God Bless Us Everyone?
Now is the time of year we “give thanks” for all our blessings, right? Even in the office we tell each other stories about how we celebrate Thanksgiving with friends and family. We talk of our favorite foods, favorite football teams, favorite ways to spend an afternoon, our favorite relatives. How pretty it all is.
We feel good about ourselves when we feel thankful for the abundance in our lives. We feel strong when we take time to share that abundance with others. We feel closer to God when we act God-like and warmly embrace the people in our lives we enjoy most and who enrich us. What do we do with the people we dislike and who dislike us?

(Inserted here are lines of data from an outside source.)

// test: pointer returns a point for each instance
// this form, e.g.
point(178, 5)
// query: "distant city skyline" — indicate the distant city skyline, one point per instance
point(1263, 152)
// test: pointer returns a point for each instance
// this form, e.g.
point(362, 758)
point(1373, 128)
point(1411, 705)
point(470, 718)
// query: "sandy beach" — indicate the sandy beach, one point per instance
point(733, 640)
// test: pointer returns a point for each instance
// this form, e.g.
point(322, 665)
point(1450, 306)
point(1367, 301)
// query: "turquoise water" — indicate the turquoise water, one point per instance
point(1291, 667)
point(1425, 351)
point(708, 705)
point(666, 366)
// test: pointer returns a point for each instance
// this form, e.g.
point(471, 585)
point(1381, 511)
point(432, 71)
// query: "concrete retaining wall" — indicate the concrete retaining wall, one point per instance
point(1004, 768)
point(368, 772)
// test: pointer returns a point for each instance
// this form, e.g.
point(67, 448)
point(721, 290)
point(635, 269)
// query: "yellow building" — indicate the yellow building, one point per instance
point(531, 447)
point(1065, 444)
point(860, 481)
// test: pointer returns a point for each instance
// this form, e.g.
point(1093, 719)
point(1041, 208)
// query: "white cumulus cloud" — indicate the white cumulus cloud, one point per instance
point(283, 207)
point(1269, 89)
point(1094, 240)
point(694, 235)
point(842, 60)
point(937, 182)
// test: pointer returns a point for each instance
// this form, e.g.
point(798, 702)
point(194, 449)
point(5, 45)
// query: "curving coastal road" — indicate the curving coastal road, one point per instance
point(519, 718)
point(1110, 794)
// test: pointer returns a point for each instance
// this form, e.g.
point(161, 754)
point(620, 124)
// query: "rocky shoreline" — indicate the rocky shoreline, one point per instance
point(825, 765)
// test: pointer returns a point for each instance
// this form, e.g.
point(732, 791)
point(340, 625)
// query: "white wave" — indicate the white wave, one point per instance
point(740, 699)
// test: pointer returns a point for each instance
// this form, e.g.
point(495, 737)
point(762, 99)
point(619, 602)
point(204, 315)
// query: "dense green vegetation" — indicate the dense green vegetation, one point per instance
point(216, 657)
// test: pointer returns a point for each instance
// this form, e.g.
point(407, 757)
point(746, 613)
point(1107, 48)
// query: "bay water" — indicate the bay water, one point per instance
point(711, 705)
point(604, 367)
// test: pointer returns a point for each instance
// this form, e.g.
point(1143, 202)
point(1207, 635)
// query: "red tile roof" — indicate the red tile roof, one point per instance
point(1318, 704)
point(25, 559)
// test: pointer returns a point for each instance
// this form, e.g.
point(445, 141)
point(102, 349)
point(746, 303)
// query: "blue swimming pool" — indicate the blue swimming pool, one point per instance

What has me thinking is how we will express our thanks to the people who made us wildly uncomfortable this year. Will we only be grateful for azure blue skies with marshmallow clouds? Or will we also see the people who pushed us and demanded more than we could deliver, and who maybe even wrote us off (or who we wrote off) as deserving our gratitude, too?
Oh, I don’t mean the kind of gratitude that comes out like mock magnanimity. “I’m so grateful you made me so much stronger. Without you I wouldn’t have become such a great leader throughout the year. You really showed me how badly people could act and I learned how to deal with difficult people because of you. Thank you so much.” It is not about egotism masquerading as gratitude. I’m talking about a kind of thanks that recognizes with humility and goes maybe like this: “I sometimes use behaviors that cause problems between people and since you showed them to me, I’m better able to see them and work to eliminate them. Thanks for not letting me get away with that stuff.”
Hmmm. It’s easy to be grateful for our good jobs, our good friends, our good bank balances, our good shoes, good cars and houses, our good and well-behaved kids. Do we have the humility and fortitude to be grateful for the people who bruised us? Can I be humbly grateful for someone’s intolerance of my unacceptable behavior? Am I strong enough to be grateful for the whole work and life experience?
I wonder: Do I have the ego strength to be grateful for the icky stuff, too?
I hope so. Because if I - or we - don’t, we’re just not that strong. And I want to be stronger and more mature and a better leader of myself in communion with others each and every year.
The phrase is God Bless Us Everyone. It’s not, God Bless Only Those of Us Who Agree with Me and Whom I Like. E V E R Y O N E. If you’re a believer in God…isn’t it likely that she blesses everyone? If God blesses everyone forward, shouldn’t we, too?
Are we…are you and am I…strong enough, mature enough, BIG enough, leader enough to be thankful in that way?